Adequately Resourced and Empowered. Going hand-in-hand with an effective and evolving program is ensuring adequate resources and empowerment of the people that must execute the program. The DOJ expanded on their prior guidance with new language for prosecutors to consider whether a program “being implemented is adequately resourced and empowered to function effectively” and whether the program is being applied earnestly and in good faith. The guidance further states “even a well-designed compliance program may be unsuccessful in practice if implementation is lax, under-resourced, or otherwise ineffective.” The DOJ will clearly be reviewing the resources (human, financial and technological) dedicated to implementing the program. It will also take into consideration the power and authority given to the compliance department in determining if the program functions effectively and works in practice or is just a paper program.

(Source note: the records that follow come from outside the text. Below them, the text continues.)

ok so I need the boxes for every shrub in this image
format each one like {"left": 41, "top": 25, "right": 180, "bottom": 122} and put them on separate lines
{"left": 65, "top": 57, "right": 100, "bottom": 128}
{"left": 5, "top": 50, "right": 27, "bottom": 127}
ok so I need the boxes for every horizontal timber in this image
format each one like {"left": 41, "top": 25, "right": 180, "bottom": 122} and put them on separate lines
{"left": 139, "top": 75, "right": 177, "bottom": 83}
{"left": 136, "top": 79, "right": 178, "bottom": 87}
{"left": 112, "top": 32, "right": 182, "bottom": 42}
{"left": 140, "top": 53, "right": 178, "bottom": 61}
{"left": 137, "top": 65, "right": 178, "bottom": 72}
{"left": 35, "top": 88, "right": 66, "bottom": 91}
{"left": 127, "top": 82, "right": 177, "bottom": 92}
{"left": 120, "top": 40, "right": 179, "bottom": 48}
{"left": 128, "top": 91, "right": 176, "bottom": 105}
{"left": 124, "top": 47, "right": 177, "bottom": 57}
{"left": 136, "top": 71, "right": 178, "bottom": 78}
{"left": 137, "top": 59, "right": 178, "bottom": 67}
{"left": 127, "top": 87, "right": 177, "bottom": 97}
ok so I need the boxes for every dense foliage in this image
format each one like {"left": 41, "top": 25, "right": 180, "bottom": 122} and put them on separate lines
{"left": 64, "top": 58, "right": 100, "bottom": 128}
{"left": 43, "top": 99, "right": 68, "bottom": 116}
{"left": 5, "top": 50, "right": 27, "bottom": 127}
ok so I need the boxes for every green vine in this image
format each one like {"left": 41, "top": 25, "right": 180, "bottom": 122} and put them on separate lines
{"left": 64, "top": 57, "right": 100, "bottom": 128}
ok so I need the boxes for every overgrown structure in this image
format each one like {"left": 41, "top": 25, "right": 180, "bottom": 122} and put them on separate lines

Organizational Justice. Finally, the DOJ added a new question, “Does the compliance function monitor its investigations and resulting discipline to ensure consistency?” A fair and consistently applied program is critical for organizational justice and for the success of an effective compliance program. Where implementation, execution or misconduct are treated differently across an organization’s program, it undermines trust in the compliance program and leadership. That lack of trust can lead to an ineffective program and a broken culture.
The DOJ is clearly setting high expectations that programs should be well designed and continue to evolve over time. As you manage and evolve your program, can you answer “yes” to the following questions? If not, what are you doing to address them?
- Can you demonstrate how your program was designed and is evolving to address changing risks, circumstances and lessons learned?
- Do you have an effective risk assessment process that addresses the companies’ compliance risks and overall risk profile, driving updates to the compliance activities?
- Do you have continuous access to compliance and operational data necessary to effectively run your program?
- Is your program adequately funded and your team empowered to be effective?
- Is your compliance program fairly and consistently applied?